Ülke genelinde yaşanan taksi problemi herkesin malumu. Birçok şehirde yeterli sayıda taksi olmaması, şoförlerin ve araçların kalitesi, pratikte yaşanan problemler artık insanları çoğu zaman çileden çıkarıyor.

Taksi plakalarının ekonomik değeri ve oluşturduğu ekosistem maalesef bazı hamlelerin önüne geçiyor. Vatandaşlar daha konforlu ve güvenli şehir içi taşımacılık talep ederken, buna karşılık muazzam bir direniş var.

İsim zikretmeye gerek yok ama paylaşımlı yolculuk diye tariflenen sistem birçok gelişmiş ülkede mevcut. Yurtdışına gittiğinizde yerel taksiler olduğu gibi mobil uygulama üzerinden talep edilen çok sayıda alternatif taksi mevcut.

Gerek vatandaş gerekse şoförün kayıt altına alındığı, puanlandığı ve standartlara tabi olduğu bu sistem neden ülkemizde bir türlü hayata geçmiyor?

Paylaşımlı yolculukta son dönemde ön plana çıkan bir işletmenin sahibi her platformda dile getiriyor, biz vergi vermek istiyoruz ve kalite getireceğiz diyor ancak mahkemeler bu konuda adeta duvar gibi. Ayrıca taksici esnafı ile paylaşımlı yolculuk şoförleri arasında kimi zaman istemediğimiz olaylara da şahitlik ediyoruz.

Pekala vergi olayı nedir?

Türkiye’de taksiciler basit usulde vergilendiriliyor. Dolayısıyla vermiş olduğu hizmet KDV’ye tabi değil. Ayrıca elde ettiği kazançtan Gelir Vergisi de ödemiyor. Vergi yükü sıfır bir sektörden bahsediyoruz. 

Gelir Vergisi Kanunu’nun 48. maddesi uyarınca taşıma hizmeti sunan taksicilerin yıllık hasılatı 340.000 TL’yi aşması halinde gerçek usule geçmesi gerekir. Bu durumda da KDV ve Gelir Vergisi mükellefi olmaları icap etmektedir.

Yıllık bu tutarı günlük hesapladığınızda 930 TL hasılat eder ki, ülkede basit usulde bir tane taksici kalmaması lazım. O halde hem vergi vermeyeceksin, hem kaliteyi göz ardı edeceksin hem de alternatiflere tu kaka diyeceksin.
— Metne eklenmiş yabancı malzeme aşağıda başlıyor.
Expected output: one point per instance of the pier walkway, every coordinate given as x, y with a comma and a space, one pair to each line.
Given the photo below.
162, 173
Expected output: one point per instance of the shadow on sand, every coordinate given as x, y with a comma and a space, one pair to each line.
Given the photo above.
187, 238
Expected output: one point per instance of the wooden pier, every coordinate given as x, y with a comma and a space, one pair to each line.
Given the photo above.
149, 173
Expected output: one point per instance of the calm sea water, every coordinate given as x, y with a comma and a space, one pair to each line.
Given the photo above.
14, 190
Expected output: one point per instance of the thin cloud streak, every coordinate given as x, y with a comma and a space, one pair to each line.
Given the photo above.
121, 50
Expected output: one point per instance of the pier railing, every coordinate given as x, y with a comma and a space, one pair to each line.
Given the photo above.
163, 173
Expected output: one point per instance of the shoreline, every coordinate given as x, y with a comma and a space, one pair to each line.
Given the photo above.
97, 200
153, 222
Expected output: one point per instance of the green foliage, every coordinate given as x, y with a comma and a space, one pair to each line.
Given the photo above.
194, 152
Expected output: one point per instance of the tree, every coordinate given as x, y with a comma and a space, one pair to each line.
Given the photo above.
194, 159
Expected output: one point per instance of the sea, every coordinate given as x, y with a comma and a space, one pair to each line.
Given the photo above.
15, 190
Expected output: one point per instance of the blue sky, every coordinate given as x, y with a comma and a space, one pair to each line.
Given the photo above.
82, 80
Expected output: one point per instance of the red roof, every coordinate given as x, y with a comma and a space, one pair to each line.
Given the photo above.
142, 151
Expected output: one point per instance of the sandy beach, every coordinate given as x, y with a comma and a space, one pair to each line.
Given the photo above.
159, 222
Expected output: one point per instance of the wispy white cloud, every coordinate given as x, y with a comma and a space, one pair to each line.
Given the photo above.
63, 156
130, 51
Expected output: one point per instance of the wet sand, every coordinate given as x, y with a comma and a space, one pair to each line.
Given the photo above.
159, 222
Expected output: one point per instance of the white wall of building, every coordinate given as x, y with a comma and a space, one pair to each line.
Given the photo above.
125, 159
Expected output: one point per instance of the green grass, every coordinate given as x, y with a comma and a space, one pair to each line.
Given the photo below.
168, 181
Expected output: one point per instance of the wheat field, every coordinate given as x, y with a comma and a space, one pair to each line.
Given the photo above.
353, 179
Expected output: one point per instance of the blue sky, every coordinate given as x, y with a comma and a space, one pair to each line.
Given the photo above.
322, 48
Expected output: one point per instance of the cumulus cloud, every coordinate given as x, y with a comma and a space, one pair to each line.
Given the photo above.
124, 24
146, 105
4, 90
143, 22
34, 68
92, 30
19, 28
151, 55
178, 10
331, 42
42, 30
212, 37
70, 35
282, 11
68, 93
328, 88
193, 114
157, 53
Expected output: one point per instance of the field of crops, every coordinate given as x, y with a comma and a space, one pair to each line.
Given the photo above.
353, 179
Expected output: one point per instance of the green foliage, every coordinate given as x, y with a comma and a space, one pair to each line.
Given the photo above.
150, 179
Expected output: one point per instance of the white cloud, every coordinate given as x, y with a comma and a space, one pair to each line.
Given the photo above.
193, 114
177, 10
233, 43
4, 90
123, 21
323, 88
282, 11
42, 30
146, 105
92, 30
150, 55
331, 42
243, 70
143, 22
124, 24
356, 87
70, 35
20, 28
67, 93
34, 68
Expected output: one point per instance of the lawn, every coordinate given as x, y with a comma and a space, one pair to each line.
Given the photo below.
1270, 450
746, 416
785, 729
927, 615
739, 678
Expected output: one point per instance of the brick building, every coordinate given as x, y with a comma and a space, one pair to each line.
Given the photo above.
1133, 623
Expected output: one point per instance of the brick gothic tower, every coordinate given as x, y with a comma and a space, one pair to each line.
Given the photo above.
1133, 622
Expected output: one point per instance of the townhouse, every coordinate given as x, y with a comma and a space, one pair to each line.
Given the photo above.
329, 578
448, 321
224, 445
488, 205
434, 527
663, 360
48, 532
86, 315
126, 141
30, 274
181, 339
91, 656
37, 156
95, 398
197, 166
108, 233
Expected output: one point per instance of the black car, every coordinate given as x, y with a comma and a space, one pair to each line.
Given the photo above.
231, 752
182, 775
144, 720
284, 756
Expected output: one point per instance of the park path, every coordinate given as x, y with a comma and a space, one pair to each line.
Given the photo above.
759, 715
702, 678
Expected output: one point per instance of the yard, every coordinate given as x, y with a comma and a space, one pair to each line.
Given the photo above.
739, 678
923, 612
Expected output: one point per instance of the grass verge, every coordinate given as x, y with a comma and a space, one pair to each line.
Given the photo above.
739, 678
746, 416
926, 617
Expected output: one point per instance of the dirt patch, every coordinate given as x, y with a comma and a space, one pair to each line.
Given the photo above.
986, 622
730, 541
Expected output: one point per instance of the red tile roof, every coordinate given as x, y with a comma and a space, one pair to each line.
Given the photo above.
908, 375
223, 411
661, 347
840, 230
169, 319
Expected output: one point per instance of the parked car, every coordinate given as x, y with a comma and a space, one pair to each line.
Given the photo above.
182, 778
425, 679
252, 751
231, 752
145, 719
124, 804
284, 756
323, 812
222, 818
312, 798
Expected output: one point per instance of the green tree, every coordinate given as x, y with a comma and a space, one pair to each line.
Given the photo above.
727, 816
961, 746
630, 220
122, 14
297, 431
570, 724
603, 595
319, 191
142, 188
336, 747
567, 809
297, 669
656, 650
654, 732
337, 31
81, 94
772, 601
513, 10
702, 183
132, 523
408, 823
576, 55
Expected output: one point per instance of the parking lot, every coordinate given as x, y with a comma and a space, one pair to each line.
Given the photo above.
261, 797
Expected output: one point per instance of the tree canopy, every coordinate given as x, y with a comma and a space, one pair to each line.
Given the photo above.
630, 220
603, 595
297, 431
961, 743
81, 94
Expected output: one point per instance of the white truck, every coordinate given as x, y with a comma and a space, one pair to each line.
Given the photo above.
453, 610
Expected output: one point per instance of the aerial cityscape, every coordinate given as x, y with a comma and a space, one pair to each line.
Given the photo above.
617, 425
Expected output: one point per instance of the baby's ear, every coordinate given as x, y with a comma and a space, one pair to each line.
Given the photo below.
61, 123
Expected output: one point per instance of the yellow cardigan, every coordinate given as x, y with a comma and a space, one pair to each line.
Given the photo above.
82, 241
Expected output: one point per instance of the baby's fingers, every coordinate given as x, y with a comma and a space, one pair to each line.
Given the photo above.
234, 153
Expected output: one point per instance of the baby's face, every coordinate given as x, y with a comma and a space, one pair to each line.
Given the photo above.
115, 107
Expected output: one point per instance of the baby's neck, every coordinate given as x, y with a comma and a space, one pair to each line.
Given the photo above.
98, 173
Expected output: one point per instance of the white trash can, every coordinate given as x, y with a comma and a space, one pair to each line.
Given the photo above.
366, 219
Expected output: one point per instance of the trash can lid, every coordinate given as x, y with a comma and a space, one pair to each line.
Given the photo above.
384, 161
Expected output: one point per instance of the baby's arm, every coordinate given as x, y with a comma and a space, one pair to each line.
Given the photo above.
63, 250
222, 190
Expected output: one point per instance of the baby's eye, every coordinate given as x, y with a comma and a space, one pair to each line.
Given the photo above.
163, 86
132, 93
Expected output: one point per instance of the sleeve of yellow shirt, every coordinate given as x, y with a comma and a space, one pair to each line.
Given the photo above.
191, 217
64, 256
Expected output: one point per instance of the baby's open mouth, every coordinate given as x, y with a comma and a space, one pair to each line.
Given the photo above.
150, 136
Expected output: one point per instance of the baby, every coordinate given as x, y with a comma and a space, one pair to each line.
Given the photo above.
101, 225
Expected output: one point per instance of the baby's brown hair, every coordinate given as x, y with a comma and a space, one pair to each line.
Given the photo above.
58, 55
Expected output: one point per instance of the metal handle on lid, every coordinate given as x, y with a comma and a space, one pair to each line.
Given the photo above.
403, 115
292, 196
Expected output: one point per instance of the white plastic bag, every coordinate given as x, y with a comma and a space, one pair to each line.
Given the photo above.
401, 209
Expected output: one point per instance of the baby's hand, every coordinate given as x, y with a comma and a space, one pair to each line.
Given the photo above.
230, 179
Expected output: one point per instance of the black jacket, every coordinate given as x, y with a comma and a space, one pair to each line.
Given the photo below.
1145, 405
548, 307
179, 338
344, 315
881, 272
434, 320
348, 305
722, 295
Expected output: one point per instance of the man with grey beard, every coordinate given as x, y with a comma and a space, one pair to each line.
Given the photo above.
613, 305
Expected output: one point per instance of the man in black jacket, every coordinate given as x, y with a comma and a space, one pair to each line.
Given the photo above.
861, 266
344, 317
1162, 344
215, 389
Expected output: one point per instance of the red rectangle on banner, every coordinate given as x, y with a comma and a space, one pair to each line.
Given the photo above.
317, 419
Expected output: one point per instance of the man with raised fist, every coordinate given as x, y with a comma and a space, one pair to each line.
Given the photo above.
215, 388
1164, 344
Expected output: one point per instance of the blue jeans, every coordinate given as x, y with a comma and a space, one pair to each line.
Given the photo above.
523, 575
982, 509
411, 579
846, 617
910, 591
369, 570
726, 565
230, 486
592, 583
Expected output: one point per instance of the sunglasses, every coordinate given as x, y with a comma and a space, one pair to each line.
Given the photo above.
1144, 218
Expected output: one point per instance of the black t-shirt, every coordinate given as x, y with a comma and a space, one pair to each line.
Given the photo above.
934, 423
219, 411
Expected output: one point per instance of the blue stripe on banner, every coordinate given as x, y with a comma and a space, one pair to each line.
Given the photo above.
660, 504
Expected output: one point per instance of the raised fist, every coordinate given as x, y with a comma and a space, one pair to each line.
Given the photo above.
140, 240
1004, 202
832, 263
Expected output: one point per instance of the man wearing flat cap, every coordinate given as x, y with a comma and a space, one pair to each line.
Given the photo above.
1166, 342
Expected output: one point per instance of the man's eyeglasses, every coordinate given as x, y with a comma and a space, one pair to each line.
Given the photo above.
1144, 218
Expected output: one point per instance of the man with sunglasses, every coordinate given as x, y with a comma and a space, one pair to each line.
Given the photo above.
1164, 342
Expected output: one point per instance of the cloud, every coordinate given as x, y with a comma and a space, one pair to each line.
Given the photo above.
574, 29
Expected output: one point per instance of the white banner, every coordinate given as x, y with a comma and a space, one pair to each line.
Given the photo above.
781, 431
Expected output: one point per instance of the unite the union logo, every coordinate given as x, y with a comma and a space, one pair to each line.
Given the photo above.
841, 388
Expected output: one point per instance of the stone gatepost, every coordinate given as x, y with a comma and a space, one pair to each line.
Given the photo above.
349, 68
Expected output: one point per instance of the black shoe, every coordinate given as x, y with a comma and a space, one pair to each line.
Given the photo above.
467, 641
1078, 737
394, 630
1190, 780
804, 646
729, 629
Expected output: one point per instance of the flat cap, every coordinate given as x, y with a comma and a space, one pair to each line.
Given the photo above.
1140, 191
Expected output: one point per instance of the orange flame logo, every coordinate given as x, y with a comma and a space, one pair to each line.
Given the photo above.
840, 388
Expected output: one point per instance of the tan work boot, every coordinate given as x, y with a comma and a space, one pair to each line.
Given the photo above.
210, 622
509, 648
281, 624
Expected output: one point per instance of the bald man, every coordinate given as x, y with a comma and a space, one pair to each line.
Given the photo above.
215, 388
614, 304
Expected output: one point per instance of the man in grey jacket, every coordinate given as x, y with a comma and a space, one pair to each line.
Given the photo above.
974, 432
Bu konuda bakanlığın dirayetli durup ‘Paylaşımlı Taşımacılık Yönetmeliğini’ çıkarması ve rekabetin geliştirilmesine zemin hazırlaması gerekmektedir.

Taksicilere yönelik basit usulü kaldırmaya gerek yok, zaten kendileri şartları sağlamadığı için denetimler sonucunda gerçek usule geçmelerinin sağlanması ve vergi ödemeleri gerekmektedir.